While on our way to Accra, the ambulance service officials stopped and asked me to bring GH¢600 for fuel. I had only GH¢150 on me then and they took GH¢50 for fuel. Right after buying the fuel, they returned to Takoradi, while my wife was suffering,” he said.
Verified account
However, Ansong said the team asked the man to pay for the fuel because he had agreed with the hospital to help fuel the ambulance, which was not adequately filled.
He said NAS’s verified report indicated that while on their way to Accra, the hospital called the ambulance to return for the baby to accompany the mother.
When the ambulance got to Takoradi, there was still division among staff as to whether or not the baby should go with the mother, which prolonged the delay, hence the inability of the woman to get to the referral facility in Accra, he said.
Ansong called on health facilities to consider distances to referral facilities in very complicated emergencies because some of those cases could never survive the distance of transfer.
Budget buffeted
He said although the government was providing fuel for NAS’s operations, it had become inadequate, since the per-unit cost used in its budget had been overrun by events.
Using last year as an example, Ansong said at the time of budgeting, the cost of fuel was about GH¢4.80 a litre, but by the close of the year, it had risen to GH¢6.60.
When this happens, we become handicapped because we don’t have internally generated funds or any source of funding to top up for our expenses, coupled with the fact that releases from the government sometimes delay,” he said.
One of the ways of getting around the challenge was planning to ensure that there were no obstructions in the delivery of services, he said.
We try to manage our fuel allocation in such a way that we will always have fuel available to respond to emergency situations,” he said.
As part of the logistics planning, Ansong explained that when a case was not an emergency and could be managed in the locality but stakeholders demanded transfers to regions where NAS would spend about GH¢600 on fuel alone, it negotiated with the parties involved to support to fuel the ambulance.
Oxygen, fuel
He added that the absence of its own oxygen refill plants across the country was a major challenge to its operations because oxygen and fuel were the critical components of NAS.
To resolve that challenge, he said, NAS was in discussions with the government to install such facilities for the service, as it sometimes had to move cylinders from other regions to Accra for refill.
As the government alone could not deliver all health infrastructure, NAS appealed to benevolent institutions, individuals and development partners to support the service to set up its own oxygen plants across the country to boost its service delivery.

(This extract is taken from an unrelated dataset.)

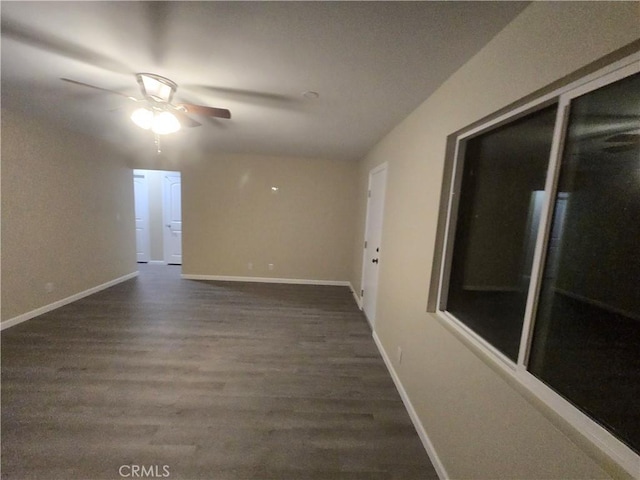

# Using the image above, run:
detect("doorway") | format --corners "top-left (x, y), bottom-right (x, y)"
top-left (133, 169), bottom-right (182, 265)
top-left (360, 163), bottom-right (387, 329)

We need oxygen in transporting almost all our cases. Most of the COVID-19 cases we transported were oxygen-dependent. If we don’t have oxygen, there will be no point in moving the ambulance,” he stressed.
Currently, he said, the service procured oxygen from the 37 Military Hospital and other sources which they paid for after a month.
If we have one plant at least in the Northern Region, one in the Ashanti Region and another in the Greater Accra Region to take care of the northern, middle and southern belts, respectively, it will enhance our operations,” Ansong added.